In Fyodor Dostoevsky’s classic novel, The Brothers Karamazov, Ivan Karamazov is a complex and multifaceted character who embodies many of the qualities of a modern Greek tragic hero. Tragic heroes are characters who are doomed to suffer and fail due to their own flaws or weaknesses, and who struggle to find meaning and purpose in a world that is often cruel and arbitrary.

Like some Greek tragic heroes, Ivan is a deeply philosophical and intellectual character, who is obsessed with ideas and questions about the nature of God, free will, and the meaning of life. He is constantly questioning and doubting and is willing to engage with complex and challenging ideas even when it is difficult or uncomfortable. This intellectual curiosity and bravery are admirable and make Ivan a hero in his own way.

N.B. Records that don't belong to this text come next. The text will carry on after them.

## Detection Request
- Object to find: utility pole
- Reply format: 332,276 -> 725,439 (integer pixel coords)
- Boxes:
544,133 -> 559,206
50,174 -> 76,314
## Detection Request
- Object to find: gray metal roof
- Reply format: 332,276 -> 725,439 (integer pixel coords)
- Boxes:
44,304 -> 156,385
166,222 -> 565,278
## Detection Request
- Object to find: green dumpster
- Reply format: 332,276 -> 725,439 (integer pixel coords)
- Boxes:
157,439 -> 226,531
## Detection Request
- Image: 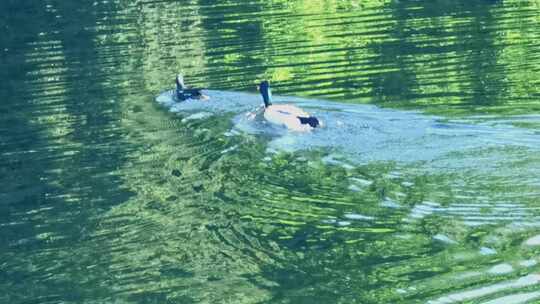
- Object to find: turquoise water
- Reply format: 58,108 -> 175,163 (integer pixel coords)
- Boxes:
0,0 -> 540,304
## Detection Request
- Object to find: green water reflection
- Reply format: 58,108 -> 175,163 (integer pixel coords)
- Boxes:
0,0 -> 540,304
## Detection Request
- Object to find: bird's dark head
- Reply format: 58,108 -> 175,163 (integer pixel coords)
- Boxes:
259,80 -> 272,107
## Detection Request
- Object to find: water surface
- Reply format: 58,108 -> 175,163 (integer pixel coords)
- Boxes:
0,0 -> 540,304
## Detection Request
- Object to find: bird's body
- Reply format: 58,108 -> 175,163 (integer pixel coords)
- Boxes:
259,81 -> 321,132
264,104 -> 312,132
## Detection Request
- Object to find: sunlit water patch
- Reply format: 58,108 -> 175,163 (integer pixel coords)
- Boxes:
157,91 -> 540,169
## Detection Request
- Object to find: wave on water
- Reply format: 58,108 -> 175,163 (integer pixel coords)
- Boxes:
157,91 -> 540,169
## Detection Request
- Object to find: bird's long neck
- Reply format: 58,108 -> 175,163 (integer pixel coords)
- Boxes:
261,88 -> 272,108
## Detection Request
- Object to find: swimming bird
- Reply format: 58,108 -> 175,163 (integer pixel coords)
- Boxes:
259,80 -> 322,132
175,74 -> 209,101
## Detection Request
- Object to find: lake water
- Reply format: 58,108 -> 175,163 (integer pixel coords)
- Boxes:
0,0 -> 540,304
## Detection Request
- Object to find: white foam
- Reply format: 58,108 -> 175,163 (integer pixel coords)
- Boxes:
427,274 -> 540,304
433,234 -> 457,244
519,259 -> 538,267
480,247 -> 497,255
381,198 -> 401,209
343,213 -> 375,221
482,291 -> 540,304
488,263 -> 514,274
182,112 -> 214,122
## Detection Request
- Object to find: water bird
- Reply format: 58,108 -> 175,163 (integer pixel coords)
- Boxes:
175,74 -> 209,101
259,80 -> 322,132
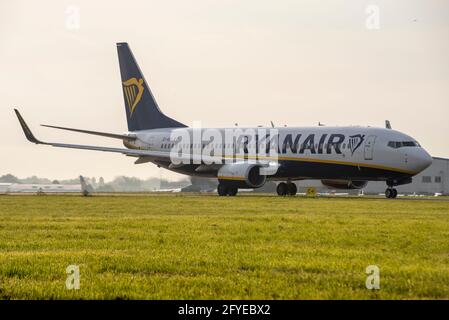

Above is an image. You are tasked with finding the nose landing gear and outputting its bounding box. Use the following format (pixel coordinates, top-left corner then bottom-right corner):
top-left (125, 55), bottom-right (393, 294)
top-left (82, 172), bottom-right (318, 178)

top-left (217, 183), bottom-right (239, 197)
top-left (385, 187), bottom-right (398, 199)
top-left (276, 181), bottom-right (298, 196)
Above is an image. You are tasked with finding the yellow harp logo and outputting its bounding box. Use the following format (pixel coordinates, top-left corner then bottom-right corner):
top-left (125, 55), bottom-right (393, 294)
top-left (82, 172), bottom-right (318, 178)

top-left (123, 78), bottom-right (143, 116)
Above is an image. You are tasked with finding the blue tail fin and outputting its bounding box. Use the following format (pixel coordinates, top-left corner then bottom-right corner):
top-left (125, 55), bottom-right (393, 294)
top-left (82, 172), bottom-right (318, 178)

top-left (117, 43), bottom-right (186, 131)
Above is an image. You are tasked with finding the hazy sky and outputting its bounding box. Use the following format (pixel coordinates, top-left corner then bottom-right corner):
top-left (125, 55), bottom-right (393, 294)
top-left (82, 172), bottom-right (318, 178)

top-left (0, 0), bottom-right (449, 180)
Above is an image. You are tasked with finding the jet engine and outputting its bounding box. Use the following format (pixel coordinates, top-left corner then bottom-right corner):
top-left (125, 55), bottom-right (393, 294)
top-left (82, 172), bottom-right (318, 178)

top-left (217, 162), bottom-right (267, 188)
top-left (321, 180), bottom-right (368, 190)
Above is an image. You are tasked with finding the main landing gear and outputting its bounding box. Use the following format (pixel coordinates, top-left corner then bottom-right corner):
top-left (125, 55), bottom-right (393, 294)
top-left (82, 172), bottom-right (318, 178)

top-left (385, 187), bottom-right (398, 199)
top-left (276, 182), bottom-right (298, 196)
top-left (217, 183), bottom-right (239, 197)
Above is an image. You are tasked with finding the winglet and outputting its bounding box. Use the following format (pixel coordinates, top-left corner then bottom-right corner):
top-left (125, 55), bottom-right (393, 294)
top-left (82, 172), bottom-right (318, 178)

top-left (14, 109), bottom-right (43, 144)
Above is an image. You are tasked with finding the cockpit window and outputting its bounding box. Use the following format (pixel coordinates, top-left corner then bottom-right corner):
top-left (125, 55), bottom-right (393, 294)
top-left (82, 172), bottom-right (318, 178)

top-left (388, 141), bottom-right (420, 149)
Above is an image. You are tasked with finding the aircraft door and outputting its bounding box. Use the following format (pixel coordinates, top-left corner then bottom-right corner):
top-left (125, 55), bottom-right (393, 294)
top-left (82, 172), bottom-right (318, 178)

top-left (365, 136), bottom-right (377, 160)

At the same time, however, Ivan is also deeply troubled and suffering, torn by guilt and self-doubt. His quest for truth and understanding ultimately leads him down a path of despair and nihilism, as he becomes convinced that there is no meaning or purpose in the world, and that God is either non-existent or malevolent. This sense of despair and hopelessness is tragic and makes Ivan stand close to the tragic heroes of Greek myth.

We can also relate Ivan’s hero to his brother Alyosha, who is more of a spiritual hero. Both men share the same father and mother, and they both strive for purity but in very different ways. As a course at Harvard noticed, there is an important distinction that you can make in German between Reinheit and Lauterkeit. While the precise meanings of these terms can vary depending on the context in which they are used, they are often associated with ideas of purity and honesty.

Reinighet is often translated as “cleanliness” or “purity,” and refers to the state of being free from dirt, contamination, or impurities. It can be used to describe a wide range of things, including physical objects, ideas, or abstract concepts. This is the purity the Greek hero Ivan pursues, who wants to wash away all distractions and dark thoughts.

Lauterkeit, on the other hand, is often translated as “honesty” or “fairness,” and refers to the quality of being open and honest with oneself and others. It is often associated with ideas of integrity, righteousness, and moral virtue. This is the purity the spiritual hero Alyosha pursues, who instead wants to transform the darkness into something positive, and therefore he wants to join the monastery.

So, yes, heroism is present in the Brothers Karamazov, but in a multitude of ways, especially as expressed by Ivan and Alyosha.